As we enter the house, Janell and her mom greet us with coffee, which was welcome at 9:30 on a chilly wet day. Mom was in the kitchen cooking up a storm for the wine club party that night, and Janell sat down with us at the table to tell us the story of her wine, and the family tradition. Janell Dusi is turning her family business on its head, becoming the first Dusi to make wine and not just grow it. Her great grandparents, Sylvester and Caterina Dusi began farming this land in the early 1920s, and started business after business, including vineyards, farms, restaurants, and the now defunct Dusi Winery. She was born on this vineyard, and raised among the vines that her grandfather Dante planted with his two brothers, the sons of Sylvester. In 1945, vineyards were few and far between in Paso, since it was a large rural farming community. With the farm, came the Italians, and the rich tradition of Zinfandel and field blends. Th brothers planted a classic field blend, and head trained the vines, with no irrigation. 65 years later, the traditions remain the same.

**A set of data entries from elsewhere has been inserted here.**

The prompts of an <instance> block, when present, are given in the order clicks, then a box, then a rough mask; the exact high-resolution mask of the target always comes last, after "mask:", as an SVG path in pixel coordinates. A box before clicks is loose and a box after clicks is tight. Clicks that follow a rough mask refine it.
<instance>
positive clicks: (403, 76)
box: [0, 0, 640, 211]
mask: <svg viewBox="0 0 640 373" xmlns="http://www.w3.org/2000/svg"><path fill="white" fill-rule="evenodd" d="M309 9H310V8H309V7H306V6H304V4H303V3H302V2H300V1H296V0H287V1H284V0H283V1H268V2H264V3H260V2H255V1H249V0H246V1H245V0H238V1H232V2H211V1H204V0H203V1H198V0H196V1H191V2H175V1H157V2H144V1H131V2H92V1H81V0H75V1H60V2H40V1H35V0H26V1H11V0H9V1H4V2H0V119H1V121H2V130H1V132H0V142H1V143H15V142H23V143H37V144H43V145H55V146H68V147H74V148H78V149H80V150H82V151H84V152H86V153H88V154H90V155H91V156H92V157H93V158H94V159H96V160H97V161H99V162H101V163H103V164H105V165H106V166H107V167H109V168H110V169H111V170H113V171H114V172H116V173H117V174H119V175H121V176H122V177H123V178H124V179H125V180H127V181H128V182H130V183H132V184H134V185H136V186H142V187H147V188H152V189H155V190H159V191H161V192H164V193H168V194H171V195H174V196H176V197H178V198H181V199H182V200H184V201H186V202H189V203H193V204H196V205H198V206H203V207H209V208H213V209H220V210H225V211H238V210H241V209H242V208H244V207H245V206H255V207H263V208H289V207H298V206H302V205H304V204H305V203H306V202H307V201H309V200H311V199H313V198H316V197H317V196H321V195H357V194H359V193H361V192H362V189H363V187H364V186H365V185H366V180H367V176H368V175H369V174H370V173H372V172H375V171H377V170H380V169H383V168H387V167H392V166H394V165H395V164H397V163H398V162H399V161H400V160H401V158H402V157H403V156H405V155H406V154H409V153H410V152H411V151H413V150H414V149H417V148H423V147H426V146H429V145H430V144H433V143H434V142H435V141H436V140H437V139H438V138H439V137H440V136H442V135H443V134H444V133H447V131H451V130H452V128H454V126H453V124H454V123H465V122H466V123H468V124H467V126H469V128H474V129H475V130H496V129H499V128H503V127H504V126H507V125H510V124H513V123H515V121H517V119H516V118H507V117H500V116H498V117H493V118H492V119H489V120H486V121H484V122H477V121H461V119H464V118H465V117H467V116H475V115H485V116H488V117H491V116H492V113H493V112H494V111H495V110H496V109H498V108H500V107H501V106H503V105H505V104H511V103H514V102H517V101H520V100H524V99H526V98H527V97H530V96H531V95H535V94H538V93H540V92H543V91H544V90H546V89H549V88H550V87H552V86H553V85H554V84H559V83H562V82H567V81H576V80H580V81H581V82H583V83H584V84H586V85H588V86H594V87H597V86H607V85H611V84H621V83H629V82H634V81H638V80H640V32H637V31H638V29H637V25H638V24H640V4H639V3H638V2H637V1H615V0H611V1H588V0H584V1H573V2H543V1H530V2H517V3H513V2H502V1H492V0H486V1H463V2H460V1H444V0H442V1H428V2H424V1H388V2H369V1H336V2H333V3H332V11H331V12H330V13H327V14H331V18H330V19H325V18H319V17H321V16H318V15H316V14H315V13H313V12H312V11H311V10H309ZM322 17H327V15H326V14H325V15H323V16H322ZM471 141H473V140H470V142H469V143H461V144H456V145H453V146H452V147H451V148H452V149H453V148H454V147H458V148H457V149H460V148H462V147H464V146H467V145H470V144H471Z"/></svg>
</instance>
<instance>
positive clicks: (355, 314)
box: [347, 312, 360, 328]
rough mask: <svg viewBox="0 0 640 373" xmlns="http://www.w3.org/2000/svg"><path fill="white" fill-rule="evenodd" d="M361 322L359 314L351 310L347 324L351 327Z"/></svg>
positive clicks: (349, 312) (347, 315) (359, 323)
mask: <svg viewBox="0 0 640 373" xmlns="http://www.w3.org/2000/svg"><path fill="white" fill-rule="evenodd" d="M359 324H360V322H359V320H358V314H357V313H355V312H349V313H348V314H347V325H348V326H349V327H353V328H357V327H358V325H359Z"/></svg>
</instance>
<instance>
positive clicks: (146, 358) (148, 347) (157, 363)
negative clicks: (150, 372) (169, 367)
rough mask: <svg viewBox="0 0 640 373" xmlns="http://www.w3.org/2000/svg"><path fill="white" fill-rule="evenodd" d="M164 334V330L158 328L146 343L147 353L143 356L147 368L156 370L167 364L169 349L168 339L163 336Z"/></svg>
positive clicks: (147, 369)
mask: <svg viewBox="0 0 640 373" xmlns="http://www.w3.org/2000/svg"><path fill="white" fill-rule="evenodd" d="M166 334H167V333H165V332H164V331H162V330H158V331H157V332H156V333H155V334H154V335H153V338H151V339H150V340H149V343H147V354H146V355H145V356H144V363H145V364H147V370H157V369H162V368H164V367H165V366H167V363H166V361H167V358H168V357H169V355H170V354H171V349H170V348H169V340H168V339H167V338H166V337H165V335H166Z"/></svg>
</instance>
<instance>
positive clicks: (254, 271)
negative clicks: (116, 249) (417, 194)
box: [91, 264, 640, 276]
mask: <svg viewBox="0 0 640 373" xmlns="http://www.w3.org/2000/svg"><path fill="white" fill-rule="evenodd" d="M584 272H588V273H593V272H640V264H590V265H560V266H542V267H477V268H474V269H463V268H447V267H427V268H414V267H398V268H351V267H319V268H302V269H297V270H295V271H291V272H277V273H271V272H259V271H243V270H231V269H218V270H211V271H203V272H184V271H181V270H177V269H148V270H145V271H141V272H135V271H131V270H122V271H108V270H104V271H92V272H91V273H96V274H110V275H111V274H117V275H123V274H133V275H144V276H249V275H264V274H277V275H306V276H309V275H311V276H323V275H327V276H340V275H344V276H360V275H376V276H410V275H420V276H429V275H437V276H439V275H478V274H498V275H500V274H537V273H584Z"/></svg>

This fourth generation winemaker hand picks during harvest, and enlists the entire family to help – including her nieces and nephews, who are young sprouts in the field. This family tradition is dying in California, and it’s refreshing to see a tried and true farm family, albeit farmign wine. Growing up int he vines, Janell learned all she could about grape farming, but she always wanted her Grandfather Dante to teach her how to make wine. When she was 16, she made her first wine, and continued making an Italian style zinfandel every year after that. Each vintage asked and answered a different question in winemaking, and Janell learned by doing, under the careful gaze of Grandpa..
Now, she’s in her 3rd vintage of J Dusi wines. The two original vineyards are about 1/4 mile away from the family house; the first is 40 acres, that was planted in 1943 with an Italian field blend of Carignane, Alicante Bouchet, Petite Sirah, and who knows what else. in 1945 a second parcel was purchased nearby. In the beginning, the family sold their grapes to surrounding wineries, but as the grape market fell in the 1950s, the Dusis ventured in to winemaking to make their way through the grape glut. Their first foray in to finished wine was about 8-9 years under the label Dusi Winery, and when the grape prices came back up, they stopped making wine and started selling grapes again.
One of the unique properties of this area is the large diurnal temperature swing during the course of day. This vineyard in particular can go from 99+ degrees on a hot summer day, to below at night on that same day. This gives the fruit some unique character. That, combined with dry farming, give the vines some vigor as they are forced to struggle a bit – classically, this makes a lovely wine. First up, the 2008 Dante Dusi Ranch Zinfandel. This was bright raspberry with white pepper, bold blackberry juice and hints of other spice box flavors. I found it to be viscous and lingering (in a good way). Only 850 cases were made, and since 90% of the home ranch fruit is sold to other wineries, this is a rare gem. Janelle really wants to showcase the whole ranch in one bottle and not segment the wine out. These wines are Representative of the terroir of the property as a whole, and this zin in particular showed a lot of juicy red fruit, with just a hint of oak, followed by a lot of cherry cola.
The 900 cases of the 2009 Zinfandel was just released. This was a totally different wine – and rather unexpected in the zone of big, jammy, raisiny Paso zins. The herbaceousness really struck me, and while it might have been a bit closed, it was herbal with bay leaf , dusty black pepper, a hint of red raspberry coming out under tobacco and leather. There were chewy bark lots of spice.
Finally, the 2009 Fiorento which was recently bottled. This blend of 50% Zin, 25% Carignane, and 25% Syrah showed dusty blue fruit, and was lean and racy but refined, with dusty blue fruit, and strong chewy notes from the Syrah. With only 50-60 Carignane vines on the property, they are hand picked to ripeness to make sure that the perfect fruit is selected.
We could have stayed and talked to the Dusi family for hours – about dry farming, about old vine zin, about restrained California Zinfandels, about Paso Robles’ best changes at Rhone. But alas, another appointment was calling. I did however not leave empty handed! I brought home some Zinfandel to share with my friends, and am looking forward to trying the 09 again after it settles down a bit.
Thanks for such a great visit Janell!